The vulnerability-scanning conversation is an opening, not a threat. Open source projects that engage proactively — that use AI tooling to get ahead of their own security debt, that establish community norms around AI-assisted disclosure, that advocate for maintainer support as part of the remediation process — will be better positioned than those that ignore the wave until it breaks over them.
The regulatory conversation is an opportunity. Open source foundations have a voice in how AI gets governed that they haven't fully used yet. The ASF, the Linux Foundation, the Eclipse Foundation — these are neutral, trusted institutions with decades of credibility. That credibility is valuable precisely in a moment when everyone is trying to figure out who to trust.
The Role You Can Play Right Now
None of this is abstract. It plays out in the day-to-day choices of individual engineers and maintainers.
The highest-leverage thing you can do right now is become an AI Enablement Engineer — someone who actively learns how AI tooling can accelerate your work, helps your team adopt it responsibly, and serves as the bridge between fast-moving AI capabilities and the humans who need to use them safely and effectively.
This isn't just a career move (though it is that). It's a form of stewardship. Every open source contributor who gets good at using AI tools to find bugs, write better documentation, review code faster, and onboard new contributors is expanding access to those capabilities. Every maintainer who establishes clear community norms around AI-generated contributions is doing the governance work that foundations and governments are only beginning to figure out.
The answer to "AI is powerful and scary" is not "therefore, keep it away from us." It's "therefore, let's make sure we understand it, we shape how it's used, and we ensure that access to it isn't hoarded."
Open Source Has Been Here Before
The open source movement was built on a bet that felt radical at the time: that software could be more powerful, more secure, and more trustworthy if it were built in public, by many hands, with shared ownership and shared accountability.

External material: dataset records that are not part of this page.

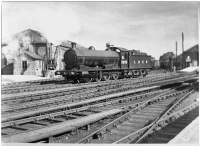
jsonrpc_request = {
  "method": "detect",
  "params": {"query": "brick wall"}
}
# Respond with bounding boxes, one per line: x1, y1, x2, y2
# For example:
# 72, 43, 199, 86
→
14, 54, 36, 75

That bet was right. It won. Linux runs almost everything. Apache projects power global financial infrastructure. Open source is the default for most new software development on the planet.
AI is the next terrain for that argument. Proprietary models built behind closed doors, available only to those who can pay premium prices, governed by no community and accountable to no one but shareholders — that is the failure mode we should be organizing against.
Project Glasswing, for all its complexity, is a signal that the AI industry knows it needs open source to legitimize what it's building. That's leverage. Use it.
We can't turn back the clock. We can't slow the models down. But we can blow open the doors to access, hold the powerful accountable for how they use these tools, and make sure that the open source community — which built the infrastructure AI runs on — is driving the car, not riding in the trunk.
Open source is a movement. It has always required playing the game — the political game, the licensing game, the standards game. We've won before by playing it better than proprietary incumbents who had every structural advantage. This is the same game on new terrain, with higher stakes and a bigger stage.
We have to play it to win. And we will win — if we play it well.